R/simulate.R

Defines functions simulate_chain_stats simulate_chains

Documented in simulate_chains simulate_chain_stats

#' Simulate transmission chains
#'
#' @description
#' It generates independent transmission chains starting with a single case
#' per chain, using a simple branching process model (See details for
#' definition of "chains" and assumptions). Offspring for each
#' chain are generated with an offspring distribution, and an optional
#' generation time distribution function.
#'
#' The individual chain simulations are controlled by customisable stopping
#' criteria, including a threshold chain size or length, and a generation time
#' cut off. The function also optionally accepts population related inputs
#' such as the population size (defaults to Inf) and percentage of the
#' population initially immune (defaults to 0).

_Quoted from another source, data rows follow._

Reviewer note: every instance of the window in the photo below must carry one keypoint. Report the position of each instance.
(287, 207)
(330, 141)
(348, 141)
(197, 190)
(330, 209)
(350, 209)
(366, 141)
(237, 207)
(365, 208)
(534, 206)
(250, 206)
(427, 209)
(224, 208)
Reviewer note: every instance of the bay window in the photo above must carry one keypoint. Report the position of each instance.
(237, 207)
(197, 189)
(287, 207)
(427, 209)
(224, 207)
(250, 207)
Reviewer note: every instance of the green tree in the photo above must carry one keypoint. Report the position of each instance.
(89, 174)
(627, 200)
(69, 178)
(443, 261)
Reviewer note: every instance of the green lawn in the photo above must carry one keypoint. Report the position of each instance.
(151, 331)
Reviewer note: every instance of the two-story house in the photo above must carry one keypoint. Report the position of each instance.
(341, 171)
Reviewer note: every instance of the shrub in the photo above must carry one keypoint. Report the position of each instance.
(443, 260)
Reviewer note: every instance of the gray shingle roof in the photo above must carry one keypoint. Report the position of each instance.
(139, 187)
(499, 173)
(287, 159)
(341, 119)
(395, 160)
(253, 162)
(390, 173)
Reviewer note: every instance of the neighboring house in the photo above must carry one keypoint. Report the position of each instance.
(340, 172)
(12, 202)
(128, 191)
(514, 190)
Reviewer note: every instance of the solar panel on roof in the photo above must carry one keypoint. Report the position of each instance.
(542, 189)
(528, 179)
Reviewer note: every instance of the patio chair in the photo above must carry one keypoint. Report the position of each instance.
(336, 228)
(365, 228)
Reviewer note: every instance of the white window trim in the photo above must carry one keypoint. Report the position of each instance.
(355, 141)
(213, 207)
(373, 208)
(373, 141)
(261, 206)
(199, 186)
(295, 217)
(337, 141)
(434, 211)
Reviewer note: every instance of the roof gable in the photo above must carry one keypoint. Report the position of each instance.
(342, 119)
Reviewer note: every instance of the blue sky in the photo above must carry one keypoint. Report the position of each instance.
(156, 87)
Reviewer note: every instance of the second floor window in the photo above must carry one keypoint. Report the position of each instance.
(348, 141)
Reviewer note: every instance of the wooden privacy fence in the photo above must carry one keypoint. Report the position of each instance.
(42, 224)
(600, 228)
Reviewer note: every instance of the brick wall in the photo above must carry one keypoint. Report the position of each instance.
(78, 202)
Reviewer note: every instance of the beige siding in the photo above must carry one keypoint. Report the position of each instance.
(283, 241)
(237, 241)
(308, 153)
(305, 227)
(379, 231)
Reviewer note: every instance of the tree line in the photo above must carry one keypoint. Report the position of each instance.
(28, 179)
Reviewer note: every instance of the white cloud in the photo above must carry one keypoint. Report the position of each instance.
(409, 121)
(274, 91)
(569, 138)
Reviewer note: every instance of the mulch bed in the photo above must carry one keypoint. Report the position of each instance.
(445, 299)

#' @param n_chains Number of chains to simulate.
#' @param offspring_dist Offspring distribution: a `<function>` like the ones
#' provided by R to generate random numbers from given distributions (e.g.,
#' \code{\link{rpois}} for Poisson). More specifically, the function needs to
#' accept at least one argument, \code{n}, which is the number of random
#' numbers to generate. It can accept further arguments, which will be passed
#' on to the random number generating functions. Examples that can be provided
#' here are `rpois` for Poisson distributed offspring, `rnbinom` for negative
#' binomial offspring, or custom functions.
#' @param statistic The chain statistic to track as the
#' stopping criteria for each chain being simulated when `stat_threshold` is not
#' `Inf`; A `<string>`. It can be one of:
#' \itemize{
#'   \item "size": the total number of cases produced by a chain before it goes
#'   extinct.
#'   \item "length": the total number of generations reached by a chain before
#'   it goes extinct.
#' }
#' @param stat_threshold A stopping criterion for individual chain simulations;
#' a positive number coercible to integer. When any chain's cumulative statistic
#' reaches or surpasses `stat_threshold`, that chain ends. Defaults to `Inf`.

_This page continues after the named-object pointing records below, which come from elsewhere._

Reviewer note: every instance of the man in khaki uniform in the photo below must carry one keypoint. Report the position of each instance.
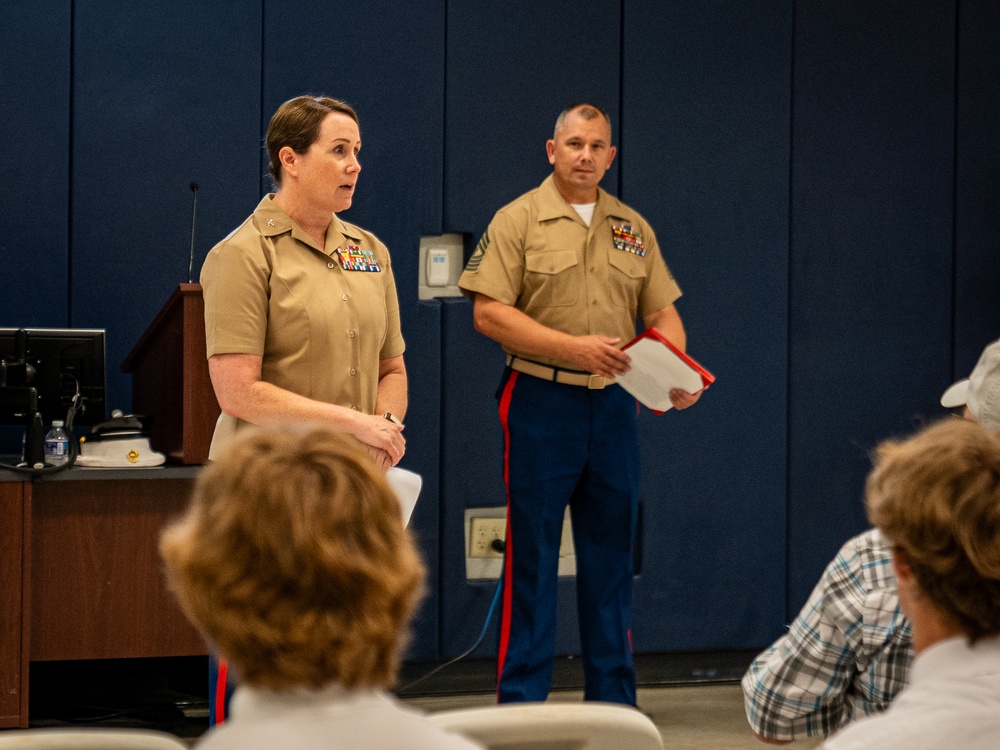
(558, 279)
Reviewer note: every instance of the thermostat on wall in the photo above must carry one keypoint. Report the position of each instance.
(438, 273)
(440, 266)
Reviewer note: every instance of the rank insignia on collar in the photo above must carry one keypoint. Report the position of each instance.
(627, 238)
(353, 258)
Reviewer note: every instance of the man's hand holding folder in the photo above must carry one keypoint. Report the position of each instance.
(661, 376)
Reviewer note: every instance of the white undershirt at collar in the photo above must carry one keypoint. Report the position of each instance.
(586, 211)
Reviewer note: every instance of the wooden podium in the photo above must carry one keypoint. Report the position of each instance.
(170, 381)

#' For example, if `statistic = "size"` and `stat_threshold = 10`, then any
#' chain that produces 10 or more cases will stop. Note that setting
#' `stat_threshold` does not guarantee that all chains will stop at the same
#' value.
#' @param pop Population size; An `<Integer>`. Used alongside `percent_immune`
#' to define the susceptible population. Defaults to `Inf`.
#' @param percent_immune Percent of the population immune to
#' infection at the start of the simulation; A `<numeric>` between 0 and 1.
#' Used alongside `pop` to initialise the susceptible population. Defaults to
#' 0.
#' @param generation_time The generation time function; the name
#' of a user-defined named or anonymous function with only one argument `n`,
#' representing the number of generation times to sample.
#' @param t0 Start time (if generation time is given); either a single value
#' or a vector of same length as `n_chains` (number of initial cases) with
#' corresponding initial times. Defaults to 0, meaning all cases started at
#' time 0.
#' @param tf A number for the cut-off for the infection times (if generation
#' time is given); Defaults to `Inf`.
#' @param ... Parameters of the offspring distribution as required by R.
#' @return An `<epichains>` object, which is basically a `<data.frame>`
#' with columns:
#' * `chain` - an ID for active/ongoing chains,
#' * `infectee` - a unique ID for each infectee.
#' * `infector` - an ID for the infector of each infectee.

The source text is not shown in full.